S’exprimant sur le podcast News Agents, il a souligné que le retour à l’union douanière de l’UE n’était « pas notre position pour le moment », mais a ajouté que les membres de l’union douanière ont tendance à avoir une croissance économique plus forte.
« Les pays dotés d’unions douanières comme la Turquie semblent en bénéficier et connaître une croissance économique », a déclaré l’ancien ministre des Affaires étrangères.
Les commentaires de M. Lamy marquent une rupture avec la ligne de conduite par défaut du parti travailliste, qui s’est concentré sur le fonctionnement du Brexit tel qu’il est, plutôt que sur la refonte de ses structures de base.

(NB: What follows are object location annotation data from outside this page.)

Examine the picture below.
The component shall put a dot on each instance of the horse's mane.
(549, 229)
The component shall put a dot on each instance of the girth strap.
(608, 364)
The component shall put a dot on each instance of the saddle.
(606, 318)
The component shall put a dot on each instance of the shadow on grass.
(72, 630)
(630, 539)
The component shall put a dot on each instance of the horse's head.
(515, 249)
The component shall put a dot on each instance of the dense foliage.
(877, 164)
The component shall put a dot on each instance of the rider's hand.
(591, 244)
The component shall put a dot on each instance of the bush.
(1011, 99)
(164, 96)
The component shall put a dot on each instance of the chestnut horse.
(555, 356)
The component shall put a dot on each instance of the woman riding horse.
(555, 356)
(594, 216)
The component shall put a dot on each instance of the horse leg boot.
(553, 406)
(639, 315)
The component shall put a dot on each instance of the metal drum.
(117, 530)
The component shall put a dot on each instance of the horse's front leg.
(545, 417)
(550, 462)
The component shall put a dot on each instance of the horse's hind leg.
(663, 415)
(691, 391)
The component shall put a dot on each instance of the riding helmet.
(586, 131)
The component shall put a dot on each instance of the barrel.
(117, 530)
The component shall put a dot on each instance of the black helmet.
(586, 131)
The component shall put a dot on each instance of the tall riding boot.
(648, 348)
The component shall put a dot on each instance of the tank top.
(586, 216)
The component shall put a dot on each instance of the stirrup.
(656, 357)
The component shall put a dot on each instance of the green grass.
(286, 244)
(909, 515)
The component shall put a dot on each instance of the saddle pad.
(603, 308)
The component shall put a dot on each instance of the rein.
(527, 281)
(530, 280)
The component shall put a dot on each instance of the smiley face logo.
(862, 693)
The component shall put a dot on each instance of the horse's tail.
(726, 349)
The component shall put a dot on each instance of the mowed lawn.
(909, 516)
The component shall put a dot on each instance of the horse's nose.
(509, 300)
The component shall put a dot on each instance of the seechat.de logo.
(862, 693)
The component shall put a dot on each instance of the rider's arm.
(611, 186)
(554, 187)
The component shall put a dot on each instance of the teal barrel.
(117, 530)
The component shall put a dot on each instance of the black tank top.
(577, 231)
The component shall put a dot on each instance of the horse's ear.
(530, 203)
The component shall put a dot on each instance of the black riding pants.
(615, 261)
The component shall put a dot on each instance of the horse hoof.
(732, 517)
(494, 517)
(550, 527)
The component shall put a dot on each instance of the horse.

Tout au long de la campagne électorale et des premiers mois de son mandat, les travaillistes ont exclu à plusieurs reprises de réintégrer le marché unique, l’union douanière ou les institutions européennes, craignant de rouvrir des débats politiquement conflictuels.
Mais les commentaires de M. Lamy interviennent après que le Premier ministre Keir Starmer a exprimé son désir de liens plus étroits avec l’UE dans deux discours cette semaine, alimentant les spéculations selon lesquelles il pourrait envisager de revenir à l’union douanière sur les conseils de son principal conseiller économique, Minoush Shafik.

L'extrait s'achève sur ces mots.